Answer: I can help you with some information and resources about restriction digestion, a procedure used in molecular biology to prepare DNA for analysis or other processing. Restriction digestion involves using enzymes called restriction endonucleases that cleave DNA at specific sequences. There are hundreds of different restriction enzymes, allowing scientists to target a wide variety of recognition sequences. Restriction digestion is commonly used in molecular cloning techniques, such as PCR or restriction cloning. It is also used to quickly check the identity of a plasmid by diagnostic digest.
To perform a restriction digestion, you will need the following:
DNA: The DNA that you want to cut with the restriction enzymes. This can be plasmid DNA, genomic DNA, or PCR product. The amount of DNA that you cut depends on your application. A diagnostic digest typically involves ∼500 ng of DNA, while molecular cloning often requires 1 µg of DNA.
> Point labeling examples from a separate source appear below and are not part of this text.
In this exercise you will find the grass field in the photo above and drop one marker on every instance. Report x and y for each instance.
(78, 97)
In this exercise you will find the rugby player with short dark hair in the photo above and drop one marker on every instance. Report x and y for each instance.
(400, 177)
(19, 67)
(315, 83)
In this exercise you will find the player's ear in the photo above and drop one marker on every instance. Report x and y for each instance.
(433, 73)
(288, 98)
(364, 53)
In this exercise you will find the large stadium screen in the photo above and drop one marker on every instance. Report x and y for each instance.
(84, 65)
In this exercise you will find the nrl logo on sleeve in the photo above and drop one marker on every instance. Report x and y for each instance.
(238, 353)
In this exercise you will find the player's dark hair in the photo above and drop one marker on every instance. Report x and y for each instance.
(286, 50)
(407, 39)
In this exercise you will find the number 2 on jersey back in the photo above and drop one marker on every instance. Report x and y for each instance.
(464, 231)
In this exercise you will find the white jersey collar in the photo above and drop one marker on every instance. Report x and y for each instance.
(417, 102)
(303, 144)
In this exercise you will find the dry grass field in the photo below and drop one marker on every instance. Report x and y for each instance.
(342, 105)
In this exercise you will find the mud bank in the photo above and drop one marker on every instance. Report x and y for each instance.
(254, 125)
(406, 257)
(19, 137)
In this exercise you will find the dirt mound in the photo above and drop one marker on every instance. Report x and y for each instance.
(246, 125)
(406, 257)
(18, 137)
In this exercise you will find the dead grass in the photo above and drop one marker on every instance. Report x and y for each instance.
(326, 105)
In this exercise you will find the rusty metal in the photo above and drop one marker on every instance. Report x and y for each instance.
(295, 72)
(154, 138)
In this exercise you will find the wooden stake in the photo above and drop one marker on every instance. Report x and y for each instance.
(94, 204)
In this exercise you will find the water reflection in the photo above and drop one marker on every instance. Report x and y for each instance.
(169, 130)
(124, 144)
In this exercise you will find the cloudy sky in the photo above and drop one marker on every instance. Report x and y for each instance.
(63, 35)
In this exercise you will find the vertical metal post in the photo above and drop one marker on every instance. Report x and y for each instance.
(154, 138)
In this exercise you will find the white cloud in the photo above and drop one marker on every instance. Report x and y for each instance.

Restriction enzymes: The enzymes that will recognize and cut the specific sequences in your DNA. You can use one or more enzymes depending on your purpose. You will need to check the manufacturer’s instructions for the proper amount and storage conditions of the enzymes. You will also need to determine the best buffer that works for your enzymes, especially if you are conducting a double digest (digesting with two enzymes at the same time).
Buffer: The solution that provides the optimal conditions for the restriction enzymes to function. The buffer usually contains salt, pH stabilizers, and sometimes BSA (bovine serum albumin) to enhance enzyme activity. You will need to use the appropriate buffer for your enzyme(s) and follow the manufacturer’s instructions for the concentration.
dH2O: Distilled water to adjust the total volume of your reaction.
Gel loading dye: A solution that contains a tracking dye (such as bromophenol blue) and a density agent (such as glycerol) to help you load your DNA samples onto an agarose gel for electrophoresis.
A typical restriction digestion protocol is as follows:
In a 1.5 mL tube, combine the following components:
DNA
Restriction enzyme(s)
Buffer
BSA (if recommended by manufacturer)
dH2O up to total volume
Mix well and incubate at the appropriate temperature (usually 37°C) for 1 hour or longer depending on your enzyme(s).
Add gel loading dye to your digested DNA samples and load them onto an agarose gel along with a DNA ladder (a mixture of DNA fragments of known sizes) as a reference.
Run electrophoresis at a suitable voltage (usually 100-120 V) for an appropriate time depending on the size and resolution of your DNA fragments.
Visualize your DNA bands using a UV transilluminator or a gel documentation system. Compare the sizes and patterns of your bands with the expected results based on your plasmid map and restriction sites.